Beliau adalah anak ke 4 dari 10 bersaudara. Beliau memiliki pendidikan yang tinggi di kala itu, dan kecerdasan diatas rata-rata. Beliau menguasai beberapa bahasa, diantaranya adalah: Bahasa Jawa Kuno, Belanda, Inggris, Jepang dll

Riwayat Pendidikan:
  • ELS (Europese Lagere School) (SD Eropa 7 tahun), merangkap mengaji/membaca Al-Quran pada guru wanita, Encik Nur.
  • MULO (Meer Uitgebreid Lager Ondewwijs) atau SMP 3 tahun di Semarang, merangkap mengaji pada Kiai Saleh.
  • MS (Algemeen Midelbare School) atau SMA, jurusan Sastra Timur, khusus bahasa Melayu, di Yogyakarta.
  • Universitas Gajah Mada, Jurusan Hukum merangkap Jurusan Sastra Timur, khusus Jawa Kuno di Yogyakarta (sesudah 2 tahun drop out karena perjuangan).
  • Semua Kursus/Training Pemimpin Pandu di Indonesia dan di London.
  • Training School Diplomatic and Consulair Affairs di Nederland.
  • Training School Diplomatic and Consulair Affairs di kantor PBB (United Nation Organization/UNO), New York.
Riwayat Karier:
  • Guru Bahasa Belanda di SD swasta Islam di Pekalongan.
  • Wartawan berita kota, surat kabar Belanda "Het Noorden" di Semarang, 1938.
  • Klerk di Cosultatie Bureau der Afdeling Nijverheid voor Noord Midden Java, Departement Ekonomische Zaken, 1939-1942.
  • Sekretaris Keizai Bucho (Kepala Bagian Ekonomi) Kantor Gubernur Jawa Tengah, 1943.
  • Pegawai Rikuyu Sokyoku (Jawatan Kereta Api Jawa Tengah Utara) di Semarang, 1943-1948.
  • Sekretaris Panglima Angkatan Laut Republik Indonesia, 1945-1946.
  • Ajudan III, kemudian Ajudan II Presiden Republik Indonesia, 1946-1948.
  • Pegawai Departemen Luar Negeri Republik Indonesia, 1969-1979.
  • Diperbantukan pada Departemen Pendidikan dan Kebudayaan sebagai Direktur Jenderal Urusan Pemuda dan Pramuka (Dirjen Udaka) Departemen P&K, 1966-1968.
  • Diangkat menjadi Duta Besar Republik Indonesia pada Tahta Suci di Vatikan, 1969-1973.
  • Direktur Protokol Departemen Luar Negeri merangkap Protokol Negara, 1973-1974
  • InspekturJenderal Departemen Luar Negeri dan selama 16 bulan, merangkap Direktur Protokol dan Konsuler Departemen Luar Negeri, merangkap Kepala Protokol Negara, 1974.
  • Pensiun sebagai Pegawai Negeri Sipil, golongan IVe.
Lagu Ciptaan:
Lagu ciptaannya yang populer adalah hymne Syukur (diperkenalkan Januari 1945) dan mars Hari Merdeka (1946). Karya terakhirnya, Dirgahayu Indonesiaku, menjadi lagu resmi ulang tahun ke-50 Kemerdekaan Indonesia.

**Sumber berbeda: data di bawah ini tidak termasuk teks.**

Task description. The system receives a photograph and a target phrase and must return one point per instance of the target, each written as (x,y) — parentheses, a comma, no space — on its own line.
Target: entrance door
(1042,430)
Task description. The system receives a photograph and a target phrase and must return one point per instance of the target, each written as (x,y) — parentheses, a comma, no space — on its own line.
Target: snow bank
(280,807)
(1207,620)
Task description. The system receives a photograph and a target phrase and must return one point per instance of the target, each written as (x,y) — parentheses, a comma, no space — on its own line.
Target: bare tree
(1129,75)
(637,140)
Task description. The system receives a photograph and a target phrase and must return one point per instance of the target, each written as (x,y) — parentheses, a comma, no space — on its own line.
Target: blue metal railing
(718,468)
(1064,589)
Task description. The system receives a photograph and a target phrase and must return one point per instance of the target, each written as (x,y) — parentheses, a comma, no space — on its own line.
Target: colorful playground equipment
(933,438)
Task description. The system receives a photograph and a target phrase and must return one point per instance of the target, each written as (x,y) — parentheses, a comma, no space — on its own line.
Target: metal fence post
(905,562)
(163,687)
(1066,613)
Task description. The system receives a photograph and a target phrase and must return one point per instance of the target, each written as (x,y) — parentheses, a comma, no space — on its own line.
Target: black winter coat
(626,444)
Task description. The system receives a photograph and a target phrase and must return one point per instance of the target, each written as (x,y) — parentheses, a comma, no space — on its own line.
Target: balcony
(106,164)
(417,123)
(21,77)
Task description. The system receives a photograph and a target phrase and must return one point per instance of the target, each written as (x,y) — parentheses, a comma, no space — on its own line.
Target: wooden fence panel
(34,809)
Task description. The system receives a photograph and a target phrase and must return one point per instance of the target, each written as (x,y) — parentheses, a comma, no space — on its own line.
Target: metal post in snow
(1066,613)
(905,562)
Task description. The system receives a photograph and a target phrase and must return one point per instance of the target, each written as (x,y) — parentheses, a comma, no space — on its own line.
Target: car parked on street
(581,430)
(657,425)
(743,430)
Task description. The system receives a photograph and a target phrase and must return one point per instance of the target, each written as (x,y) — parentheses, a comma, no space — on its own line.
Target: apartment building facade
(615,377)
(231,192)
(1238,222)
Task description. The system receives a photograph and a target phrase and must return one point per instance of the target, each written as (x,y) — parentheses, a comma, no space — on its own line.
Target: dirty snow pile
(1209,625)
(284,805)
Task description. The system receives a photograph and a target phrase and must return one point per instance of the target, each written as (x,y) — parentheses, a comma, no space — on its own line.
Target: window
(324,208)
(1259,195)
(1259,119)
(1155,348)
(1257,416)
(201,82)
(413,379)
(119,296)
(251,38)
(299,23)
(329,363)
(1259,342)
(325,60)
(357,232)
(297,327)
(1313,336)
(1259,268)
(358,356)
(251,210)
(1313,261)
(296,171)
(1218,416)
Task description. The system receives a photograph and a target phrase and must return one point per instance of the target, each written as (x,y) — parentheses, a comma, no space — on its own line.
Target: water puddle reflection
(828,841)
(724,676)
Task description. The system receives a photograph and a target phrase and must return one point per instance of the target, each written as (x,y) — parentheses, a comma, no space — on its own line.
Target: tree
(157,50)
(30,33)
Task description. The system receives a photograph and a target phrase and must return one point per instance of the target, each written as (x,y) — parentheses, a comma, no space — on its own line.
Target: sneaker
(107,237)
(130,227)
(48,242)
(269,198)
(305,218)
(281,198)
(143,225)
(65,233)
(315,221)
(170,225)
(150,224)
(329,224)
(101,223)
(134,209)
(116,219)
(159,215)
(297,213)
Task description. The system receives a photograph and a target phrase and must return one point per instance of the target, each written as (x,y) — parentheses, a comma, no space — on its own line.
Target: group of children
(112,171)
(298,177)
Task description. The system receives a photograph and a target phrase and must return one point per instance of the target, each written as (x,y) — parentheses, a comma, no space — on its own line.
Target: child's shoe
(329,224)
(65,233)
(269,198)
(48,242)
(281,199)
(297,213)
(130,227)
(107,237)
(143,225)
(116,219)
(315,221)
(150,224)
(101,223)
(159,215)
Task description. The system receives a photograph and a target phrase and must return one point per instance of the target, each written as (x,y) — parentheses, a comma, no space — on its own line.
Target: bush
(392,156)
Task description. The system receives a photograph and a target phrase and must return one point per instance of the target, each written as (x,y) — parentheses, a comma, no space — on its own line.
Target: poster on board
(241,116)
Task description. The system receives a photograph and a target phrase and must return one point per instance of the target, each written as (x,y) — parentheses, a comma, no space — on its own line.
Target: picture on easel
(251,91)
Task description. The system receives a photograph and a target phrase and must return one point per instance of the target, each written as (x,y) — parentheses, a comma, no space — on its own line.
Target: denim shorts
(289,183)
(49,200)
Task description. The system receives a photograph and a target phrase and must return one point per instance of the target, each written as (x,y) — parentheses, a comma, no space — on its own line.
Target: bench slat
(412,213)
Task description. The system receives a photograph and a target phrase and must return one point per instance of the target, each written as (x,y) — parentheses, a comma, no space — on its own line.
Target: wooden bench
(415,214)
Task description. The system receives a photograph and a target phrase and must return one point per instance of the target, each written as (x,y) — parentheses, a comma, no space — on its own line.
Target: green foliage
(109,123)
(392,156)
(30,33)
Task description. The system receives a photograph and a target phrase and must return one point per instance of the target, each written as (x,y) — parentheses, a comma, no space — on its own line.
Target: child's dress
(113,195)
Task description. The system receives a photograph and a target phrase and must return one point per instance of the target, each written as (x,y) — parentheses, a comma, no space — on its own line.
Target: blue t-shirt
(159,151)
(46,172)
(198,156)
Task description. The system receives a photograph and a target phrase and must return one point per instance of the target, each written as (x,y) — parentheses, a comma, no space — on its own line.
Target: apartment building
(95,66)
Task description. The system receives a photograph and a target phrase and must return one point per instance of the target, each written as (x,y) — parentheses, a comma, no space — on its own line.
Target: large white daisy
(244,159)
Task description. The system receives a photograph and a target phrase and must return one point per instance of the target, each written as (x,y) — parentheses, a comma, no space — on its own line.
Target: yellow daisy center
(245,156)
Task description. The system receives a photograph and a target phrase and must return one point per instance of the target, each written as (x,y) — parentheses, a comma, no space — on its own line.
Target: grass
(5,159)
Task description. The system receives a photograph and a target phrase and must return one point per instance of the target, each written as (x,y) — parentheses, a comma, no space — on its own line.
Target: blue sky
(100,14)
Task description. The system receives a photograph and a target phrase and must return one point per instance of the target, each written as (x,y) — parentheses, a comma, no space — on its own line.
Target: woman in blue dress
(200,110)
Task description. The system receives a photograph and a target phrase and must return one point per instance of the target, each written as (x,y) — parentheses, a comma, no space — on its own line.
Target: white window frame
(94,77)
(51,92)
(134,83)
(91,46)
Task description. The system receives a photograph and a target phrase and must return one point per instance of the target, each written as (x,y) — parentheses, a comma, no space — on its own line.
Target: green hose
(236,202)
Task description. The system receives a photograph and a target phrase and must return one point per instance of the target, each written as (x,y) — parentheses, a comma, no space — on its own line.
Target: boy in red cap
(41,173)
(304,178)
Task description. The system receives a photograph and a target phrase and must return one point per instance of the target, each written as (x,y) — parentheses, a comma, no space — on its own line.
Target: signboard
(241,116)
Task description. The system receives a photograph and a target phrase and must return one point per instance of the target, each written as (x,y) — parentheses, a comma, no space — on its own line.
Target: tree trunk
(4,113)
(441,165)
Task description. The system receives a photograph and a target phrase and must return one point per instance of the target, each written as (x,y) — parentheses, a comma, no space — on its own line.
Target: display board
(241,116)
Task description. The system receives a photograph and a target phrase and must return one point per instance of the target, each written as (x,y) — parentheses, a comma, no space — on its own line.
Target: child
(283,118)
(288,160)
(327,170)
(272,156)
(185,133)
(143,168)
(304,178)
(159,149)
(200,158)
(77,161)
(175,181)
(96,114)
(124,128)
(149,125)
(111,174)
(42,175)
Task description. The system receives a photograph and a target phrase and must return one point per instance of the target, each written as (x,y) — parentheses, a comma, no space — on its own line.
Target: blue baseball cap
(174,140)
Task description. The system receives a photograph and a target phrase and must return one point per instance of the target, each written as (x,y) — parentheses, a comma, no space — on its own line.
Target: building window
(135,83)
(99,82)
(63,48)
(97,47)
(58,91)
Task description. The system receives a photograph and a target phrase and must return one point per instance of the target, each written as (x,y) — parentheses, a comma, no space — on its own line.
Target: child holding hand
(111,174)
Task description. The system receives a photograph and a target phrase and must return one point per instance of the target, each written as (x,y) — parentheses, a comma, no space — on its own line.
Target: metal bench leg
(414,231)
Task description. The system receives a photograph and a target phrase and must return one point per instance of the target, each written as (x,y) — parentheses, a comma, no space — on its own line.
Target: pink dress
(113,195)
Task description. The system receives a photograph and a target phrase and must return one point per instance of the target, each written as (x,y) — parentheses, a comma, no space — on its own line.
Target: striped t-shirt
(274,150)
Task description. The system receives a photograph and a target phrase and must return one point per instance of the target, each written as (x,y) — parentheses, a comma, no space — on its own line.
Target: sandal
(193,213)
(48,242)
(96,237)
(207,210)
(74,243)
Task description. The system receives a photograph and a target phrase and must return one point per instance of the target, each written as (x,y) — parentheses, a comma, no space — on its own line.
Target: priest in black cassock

Lagu anak-anak ciptaannya, antara lain: "Gembira", "Tepuk Tangan Silang-silang", "Mari Tepuk", "Slamatlah", "Jangan Putus Asa", "Saat Berpisah", dan "Hymne Pramuka".

Perjuangan Al Habib Husein Bin Salim Bin Ahmad Bin Salim Al Muthohhar Untuk NKRI

Pengarang Lagu 17 Agustus dan Beberapa Lagu Kebangsaan lainnya

Bendera pusaka untuk pertama kali berkibar pada Proklamasi Kemerdekaan Republik Indonesia 17 Agustus 1945, di Jalan Pegangsaan Timur 56 Jakarta, begitulah secara resmi bendera kebangsaan merah putih dikibarkan.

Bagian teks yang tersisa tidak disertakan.